A big blow-out of some of modern reggae's big names at the West Indian Social Club
By BILL CARBONE, Hartford Advocate Staff Writer
January 24, 2008
Ras Ghandi Birthnite Bash
Jan.26, West Indian Social Club, 3340 Main St., Hartford, www.hartfordreggae.com
In the United States, those who care to pay attention have grown accustomed to reggae in a particular type of package. A large band, eight pieces or so, donning knit skull caps and micro-sized Steinberger guitars and basses, a short, air-tight set with seamless transitions, uplifting yet a bit narcissistic lyrics, and plenty of bobbing dreadlocks are all standard fare for big-room reggae concerts in these parts. In truth, however, these roaming packs of singers and players-of-instrument are reggae's dinosaurs. Assuming a young Jamaican cares a whole bunch about an internationally acclaimed reggae act like Burning Spear — whose style they call "vintage" in Jamaica — is akin to expecting an American teenager to be getting down to Ted Nugent. Still though, in most places in the U.S., those big name reggae acts (which are usually quite good) are the only shows that come around.
However, Hartford's is a different story. Long a place where Jamaican immigrants have settled, the hip late-night throng at Hartford's West Indian Social Club has made the city a necessary stop on even the shortest of jaunts into the U.S. by Jamaican stars and up-and-comers alike.
Moreover, within the walls of the WISC, things tend to happen more like they might in Kingston. The doors may open at 9 p.m., but don't show up at 10, or even 11, because you'll be holding up the wall sans company until about midnight. The sound system is absolutely banging and the selector (the DJ) rides the mute button to create space for the audience to sing along. Everyone knows the words. Also, most often not a band but the sound system backs the singers and DJs (in reggae a rapper or toaster is called a DJ) who sing over instrumental versions of their own tracks, classic dubs and sometimes just chat in between the lines of a tune with the vocals still present. Such will certainly be the case at the Ras Ghandi Birthnite Bash, an eight-artist mega-show that features internationally popular Jamaican artists and local Jamaican-American reggae singers as well.

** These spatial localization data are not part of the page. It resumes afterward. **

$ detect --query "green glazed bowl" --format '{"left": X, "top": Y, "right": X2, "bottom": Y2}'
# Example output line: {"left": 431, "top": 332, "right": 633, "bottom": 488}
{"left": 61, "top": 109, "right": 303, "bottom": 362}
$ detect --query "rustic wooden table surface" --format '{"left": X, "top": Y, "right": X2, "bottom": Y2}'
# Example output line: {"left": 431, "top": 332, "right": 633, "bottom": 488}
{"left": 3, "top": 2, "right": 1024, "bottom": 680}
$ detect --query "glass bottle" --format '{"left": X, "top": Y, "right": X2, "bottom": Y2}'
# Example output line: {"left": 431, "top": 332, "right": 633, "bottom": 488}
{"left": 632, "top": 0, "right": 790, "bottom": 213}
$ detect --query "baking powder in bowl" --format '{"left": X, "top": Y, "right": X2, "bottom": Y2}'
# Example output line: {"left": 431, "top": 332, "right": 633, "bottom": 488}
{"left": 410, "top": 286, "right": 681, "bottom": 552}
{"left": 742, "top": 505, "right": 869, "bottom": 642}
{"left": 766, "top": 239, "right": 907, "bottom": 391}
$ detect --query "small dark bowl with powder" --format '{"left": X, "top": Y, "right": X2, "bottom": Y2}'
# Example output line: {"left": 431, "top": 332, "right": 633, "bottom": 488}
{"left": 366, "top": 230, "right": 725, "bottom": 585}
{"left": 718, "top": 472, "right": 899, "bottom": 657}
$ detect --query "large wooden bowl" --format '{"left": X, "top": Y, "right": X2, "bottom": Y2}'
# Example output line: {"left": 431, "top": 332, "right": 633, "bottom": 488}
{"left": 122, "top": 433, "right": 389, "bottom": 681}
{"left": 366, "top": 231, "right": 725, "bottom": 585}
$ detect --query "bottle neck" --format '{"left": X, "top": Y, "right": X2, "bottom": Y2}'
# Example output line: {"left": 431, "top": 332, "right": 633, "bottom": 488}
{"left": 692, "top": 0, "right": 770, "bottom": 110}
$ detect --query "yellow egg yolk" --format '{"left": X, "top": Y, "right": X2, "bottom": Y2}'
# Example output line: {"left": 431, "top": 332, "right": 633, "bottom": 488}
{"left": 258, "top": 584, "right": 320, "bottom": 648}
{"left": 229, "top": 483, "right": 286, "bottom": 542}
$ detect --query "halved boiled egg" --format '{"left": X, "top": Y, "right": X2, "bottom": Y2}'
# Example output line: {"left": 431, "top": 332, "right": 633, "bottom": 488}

In many respects Ras Ghandi's presence embodies the uniqueness of the Hartford reggae scene. For instance, although he is not very well known within the U.S., Ghandi receives top billing at the WISC, and, as the singer remarked to me in a recent interview, the venue is sure to be packed with his friends and family, many who reside in the area. Furthermore, while celebrated in Hartford, it's hard to imagine many of Ghandi's songs, such as "Ital Stew," a sprightly Jamaican chart topper in which he chides a female friend for cooking him meat, and "Sufferation," his call for an end to poverty and violence in Jamaica set above a digital reworking of Bob Marley's "Kaya," resonating with a wide U.S. audience. Nonetheless, Ghandi's sundry catalog of singles, his conscious music, humorous tunes, Rastafarian chants and sappy love songs are modern reggae's real deal.
Also performing are Gyptian and I-Wayne, both hugely popular singers who are friends and neighbors of Ras Ghandi in Portmore, a small town to the west of Kingston. Gyptian's "Serious Times," a heart-wrenchingly sincere protest song recorded on the acoustic "Spiritual War" riddim (perhaps the most out of tune recording ever to become an international hit) catapulted him to public consciousness in 2005 and he has released several more gems since. In contrast to Gyptian's exuberance, I-Wayne channels his Rastafarian-themed and often provocatively conservative messages through a soft falsetto. Both artists will appear individually and, as Ras Ghandi suggested, possibly together in a combination style.